The 6-foot-1, 255-pound Council got his first glimpse of work against NFL competition Monday during the team's combined workout with the Titans at Coahulla Creek. The Falcons open the preseason against Baltimore tonight at 7:30 at the Georgia Dome.
Council is listed a third-team outside linebacker along with fellow rookie free agent Max Gruder, behind starter Sean Weatherspoon and Robert James.
Weatherspoon, a first-round pick in 2010 out of Missouri, said he has reminded Council that whether an early draft pick or a free agent, catching the coaches' eyes on special teams is the only sure way of making the roster.
"He has to keep showing up on tape," Weatherspoon said after Monday's workout. "I told him his job is to make it hard for them to let you go - that's the secret. Just keep showing up on film making plays anywhere on the field.
"I was a first-round draft choice, and my rookie year my snaps came on the punt team. Rico or any young linebacker in this league has to know that special teams is the best way to make a roster."
Council led TSU last year with 87 tackles. He showed up in virtually every other defensive category as well, with 8.5 tackles for loss, 3.5 sacks, one interception, 11 passes defensed, one forced fumble and two fumble recoveries. But the competition he saw in college doesn't match the NFL.

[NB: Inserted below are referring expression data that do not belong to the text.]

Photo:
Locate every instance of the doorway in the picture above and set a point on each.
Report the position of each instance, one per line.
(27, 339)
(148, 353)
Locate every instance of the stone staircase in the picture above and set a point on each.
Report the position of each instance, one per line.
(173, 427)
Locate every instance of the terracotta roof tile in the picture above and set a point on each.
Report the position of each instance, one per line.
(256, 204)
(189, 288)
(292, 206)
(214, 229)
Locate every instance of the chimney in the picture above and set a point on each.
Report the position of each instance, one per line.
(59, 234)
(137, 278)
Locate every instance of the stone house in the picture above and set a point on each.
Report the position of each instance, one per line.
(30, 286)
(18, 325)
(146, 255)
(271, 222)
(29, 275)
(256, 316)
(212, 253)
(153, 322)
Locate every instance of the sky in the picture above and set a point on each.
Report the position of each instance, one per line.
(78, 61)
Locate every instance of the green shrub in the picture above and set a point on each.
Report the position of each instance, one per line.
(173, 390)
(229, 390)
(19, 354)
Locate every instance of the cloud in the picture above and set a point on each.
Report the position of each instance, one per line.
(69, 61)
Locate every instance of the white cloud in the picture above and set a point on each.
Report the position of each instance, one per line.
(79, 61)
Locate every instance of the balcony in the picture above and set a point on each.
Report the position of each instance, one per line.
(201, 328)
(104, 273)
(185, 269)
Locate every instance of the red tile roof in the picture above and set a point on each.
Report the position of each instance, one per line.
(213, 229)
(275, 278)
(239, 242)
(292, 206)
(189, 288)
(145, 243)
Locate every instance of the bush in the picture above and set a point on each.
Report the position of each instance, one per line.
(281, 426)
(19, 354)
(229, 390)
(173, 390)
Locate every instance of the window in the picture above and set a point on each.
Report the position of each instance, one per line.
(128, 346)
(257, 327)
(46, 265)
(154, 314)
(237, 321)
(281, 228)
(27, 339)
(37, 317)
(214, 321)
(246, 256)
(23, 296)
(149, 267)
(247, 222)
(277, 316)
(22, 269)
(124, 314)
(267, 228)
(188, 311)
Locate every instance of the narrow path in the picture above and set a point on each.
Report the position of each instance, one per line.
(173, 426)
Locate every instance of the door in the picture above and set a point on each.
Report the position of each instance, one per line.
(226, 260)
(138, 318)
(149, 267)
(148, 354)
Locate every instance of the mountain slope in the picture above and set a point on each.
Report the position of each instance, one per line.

"The speed of the game is the biggest eye-opener," Council said. "I learned real quick that everybody can play, so besides talent you have to give your best effort and go hard on every play. The linemen here are faster than the backs in college a lot of times. You have to play fast every play."
That adjustment to the game speed and finding ways to get noticed on kickoff and punt coverage will determine whether Council survives when roster cuts begin.
"Well, Rico has worked very hard, so we have noticed that right off," Falcons coach Mike Smith said. "Of course, he played in the OVC at TSU, so the first thing is to adjust to the speed at this level. He needs to impress the coaches on special teams, because that's how a guy like that is going to make our team."